Explains allocation ownership, full-file copies, UTF-8 prompt transfer, output views, deallocation, the 128 MiB cap, and implications for model growth.

Experimental
Last verified
2026-06-25 00:00 UTC
Updated
Reading time
2 minutes

Explains allocation ownership, full-file copies, UTF-8 prompt transfer, output views, deallocation, the 128 MiB cap, and implications for model growth.

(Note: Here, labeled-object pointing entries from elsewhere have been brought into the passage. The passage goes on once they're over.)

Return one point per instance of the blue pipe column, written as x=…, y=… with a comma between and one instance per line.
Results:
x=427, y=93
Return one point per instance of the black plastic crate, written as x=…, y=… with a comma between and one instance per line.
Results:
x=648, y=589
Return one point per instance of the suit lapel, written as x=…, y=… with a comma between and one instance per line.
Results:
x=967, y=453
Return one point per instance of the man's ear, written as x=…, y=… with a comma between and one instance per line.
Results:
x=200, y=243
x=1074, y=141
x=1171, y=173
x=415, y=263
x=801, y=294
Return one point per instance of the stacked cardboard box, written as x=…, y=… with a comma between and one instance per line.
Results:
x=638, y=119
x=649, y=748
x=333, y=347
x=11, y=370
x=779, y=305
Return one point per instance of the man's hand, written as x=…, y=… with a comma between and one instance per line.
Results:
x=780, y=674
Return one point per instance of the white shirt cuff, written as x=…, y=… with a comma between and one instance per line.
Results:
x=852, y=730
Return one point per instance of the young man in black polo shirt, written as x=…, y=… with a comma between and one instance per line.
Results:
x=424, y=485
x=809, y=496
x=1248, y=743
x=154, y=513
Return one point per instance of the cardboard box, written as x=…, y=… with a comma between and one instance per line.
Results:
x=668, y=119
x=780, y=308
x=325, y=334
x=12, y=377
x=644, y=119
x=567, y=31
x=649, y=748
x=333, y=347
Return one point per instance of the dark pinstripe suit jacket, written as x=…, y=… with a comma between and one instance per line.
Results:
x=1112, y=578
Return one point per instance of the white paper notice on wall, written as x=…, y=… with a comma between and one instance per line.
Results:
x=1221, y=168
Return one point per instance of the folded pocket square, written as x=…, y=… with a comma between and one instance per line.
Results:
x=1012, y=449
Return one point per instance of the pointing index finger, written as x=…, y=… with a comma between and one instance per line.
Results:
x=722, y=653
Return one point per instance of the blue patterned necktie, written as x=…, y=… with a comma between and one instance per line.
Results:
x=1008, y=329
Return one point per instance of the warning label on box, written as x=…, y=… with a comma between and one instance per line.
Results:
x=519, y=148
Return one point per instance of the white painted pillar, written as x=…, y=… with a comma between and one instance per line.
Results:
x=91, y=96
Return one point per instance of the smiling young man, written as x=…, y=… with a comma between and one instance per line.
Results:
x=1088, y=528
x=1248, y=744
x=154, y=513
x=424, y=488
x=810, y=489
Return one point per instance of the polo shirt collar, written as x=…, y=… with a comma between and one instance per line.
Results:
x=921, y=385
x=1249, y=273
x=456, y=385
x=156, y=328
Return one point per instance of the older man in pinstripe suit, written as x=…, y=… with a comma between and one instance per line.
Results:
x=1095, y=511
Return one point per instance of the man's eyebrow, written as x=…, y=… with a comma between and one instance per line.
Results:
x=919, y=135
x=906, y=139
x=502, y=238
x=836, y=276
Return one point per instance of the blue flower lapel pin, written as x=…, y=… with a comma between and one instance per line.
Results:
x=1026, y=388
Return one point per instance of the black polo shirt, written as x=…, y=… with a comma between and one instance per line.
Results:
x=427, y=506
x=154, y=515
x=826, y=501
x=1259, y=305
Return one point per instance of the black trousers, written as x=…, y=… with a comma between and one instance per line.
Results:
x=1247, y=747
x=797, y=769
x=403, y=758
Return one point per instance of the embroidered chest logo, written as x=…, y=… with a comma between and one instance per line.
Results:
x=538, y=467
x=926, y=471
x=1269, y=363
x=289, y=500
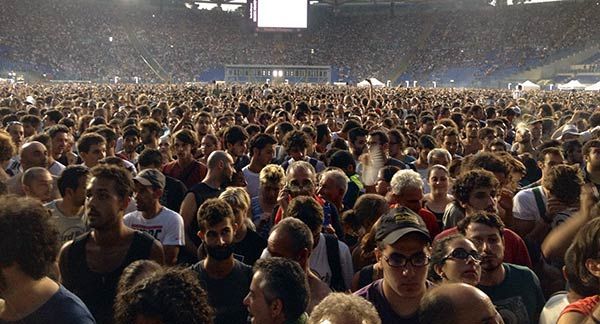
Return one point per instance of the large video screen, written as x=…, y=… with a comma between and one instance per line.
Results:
x=281, y=13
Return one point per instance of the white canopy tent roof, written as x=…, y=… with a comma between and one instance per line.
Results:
x=528, y=85
x=571, y=85
x=594, y=87
x=376, y=83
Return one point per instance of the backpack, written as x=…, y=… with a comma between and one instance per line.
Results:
x=333, y=258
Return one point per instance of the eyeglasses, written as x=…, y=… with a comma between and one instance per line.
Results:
x=464, y=255
x=396, y=260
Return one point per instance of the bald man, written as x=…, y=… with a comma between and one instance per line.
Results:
x=38, y=183
x=440, y=306
x=33, y=154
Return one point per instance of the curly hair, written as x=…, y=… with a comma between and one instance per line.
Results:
x=296, y=139
x=7, y=148
x=120, y=176
x=564, y=183
x=308, y=210
x=171, y=296
x=439, y=251
x=404, y=179
x=27, y=236
x=584, y=247
x=283, y=279
x=471, y=180
x=344, y=308
x=212, y=212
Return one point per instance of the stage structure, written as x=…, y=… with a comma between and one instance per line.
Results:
x=278, y=74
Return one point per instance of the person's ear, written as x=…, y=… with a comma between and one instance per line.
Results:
x=276, y=308
x=593, y=266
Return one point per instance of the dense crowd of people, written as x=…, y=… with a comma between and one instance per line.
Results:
x=98, y=40
x=298, y=204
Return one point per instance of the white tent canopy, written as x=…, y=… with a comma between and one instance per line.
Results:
x=571, y=85
x=528, y=85
x=594, y=87
x=376, y=83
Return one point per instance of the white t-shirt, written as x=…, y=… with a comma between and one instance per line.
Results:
x=320, y=265
x=167, y=226
x=554, y=306
x=252, y=182
x=525, y=206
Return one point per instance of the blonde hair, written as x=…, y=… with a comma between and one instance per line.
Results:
x=236, y=197
x=272, y=174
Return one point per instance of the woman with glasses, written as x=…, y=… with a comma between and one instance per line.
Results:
x=436, y=201
x=455, y=259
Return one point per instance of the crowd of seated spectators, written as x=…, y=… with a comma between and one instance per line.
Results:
x=98, y=40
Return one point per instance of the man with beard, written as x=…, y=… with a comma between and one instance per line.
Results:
x=475, y=191
x=279, y=293
x=150, y=133
x=514, y=289
x=218, y=176
x=225, y=279
x=151, y=217
x=91, y=265
x=471, y=142
x=28, y=248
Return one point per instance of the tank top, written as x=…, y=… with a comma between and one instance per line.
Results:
x=98, y=290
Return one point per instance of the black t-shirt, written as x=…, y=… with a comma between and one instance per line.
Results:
x=62, y=307
x=173, y=194
x=227, y=295
x=250, y=248
x=202, y=192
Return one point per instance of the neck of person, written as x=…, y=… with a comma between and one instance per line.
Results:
x=594, y=175
x=68, y=208
x=213, y=180
x=254, y=166
x=218, y=269
x=438, y=195
x=184, y=161
x=241, y=232
x=153, y=144
x=24, y=295
x=492, y=277
x=112, y=236
x=153, y=211
x=402, y=306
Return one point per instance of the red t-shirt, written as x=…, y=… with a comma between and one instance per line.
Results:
x=584, y=306
x=515, y=250
x=191, y=175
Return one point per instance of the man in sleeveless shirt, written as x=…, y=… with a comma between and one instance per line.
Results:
x=91, y=265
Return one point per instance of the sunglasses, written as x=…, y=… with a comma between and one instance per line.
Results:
x=396, y=260
x=462, y=254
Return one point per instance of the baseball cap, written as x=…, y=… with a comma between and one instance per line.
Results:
x=151, y=177
x=397, y=223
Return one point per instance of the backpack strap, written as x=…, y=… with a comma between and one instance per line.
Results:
x=539, y=201
x=333, y=258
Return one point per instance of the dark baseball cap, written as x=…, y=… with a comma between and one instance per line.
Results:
x=397, y=223
x=151, y=177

Implementation evidence: this topic is grounded in the reviewed GGUF.MiRust.com source snapshot. It documents observed code and artifacts without claiming broad deployment, model quality, or production readiness.

Transfer contract

The host calls alloc(length), creates a Uint8Array view over exported WASM memory, copies bytes at the returned pointer, invokes the Rust operation, then calls dealloc(pointer, length).

Allocator implementation

Rust creates a Vec<u8> with requested capacity, forgets it, and reconstructs it during deallocation. Raw slice helpers reject null pointers, zero lengths, and transfers larger than 128 MiB.

Model-loading cost

The browser first holds the fetched ArrayBuffer, then copies the entire artifact into WASM linear memory, after which Rust creates runtime-owned tensor storage. Peak loading memory therefore exceeds artifact size and can include both packed source bytes and decoded f32 tensors.

Current hard boundary

A single transfer cannot exceed 134,217,728 bytes. The checked-in 68,194,944-byte f32 TinyLM-16M artifact fits; larger models require a new chunked or host-backed loader ABI rather than raising the cap blindly.

Required next design

Introduce chunk handles, bounded append/write operations, SHA-256 state, cancellation, finalization, and transactional model activation. Avoid retaining stale JavaScript views after WASM memory growth.

Scope

This starter page defines the questions, boundaries, evidence, and failure modes that should be recorded before a capability is presented as supported.

Engineering considerations

  • Identify the source, version, target environment, and owner.
  • Separate observed values from estimates and externally reported values.
  • Record trade-offs, unsupported cases, and fallback behavior.
  • Link performance statements to a compatible benchmark methodology.

Verification questions

  • What exact artifact, revision, backend, and environment were reviewed?
  • Which assumptions could change the result?
  • Which data should be retained so another engineer can reproduce the conclusion?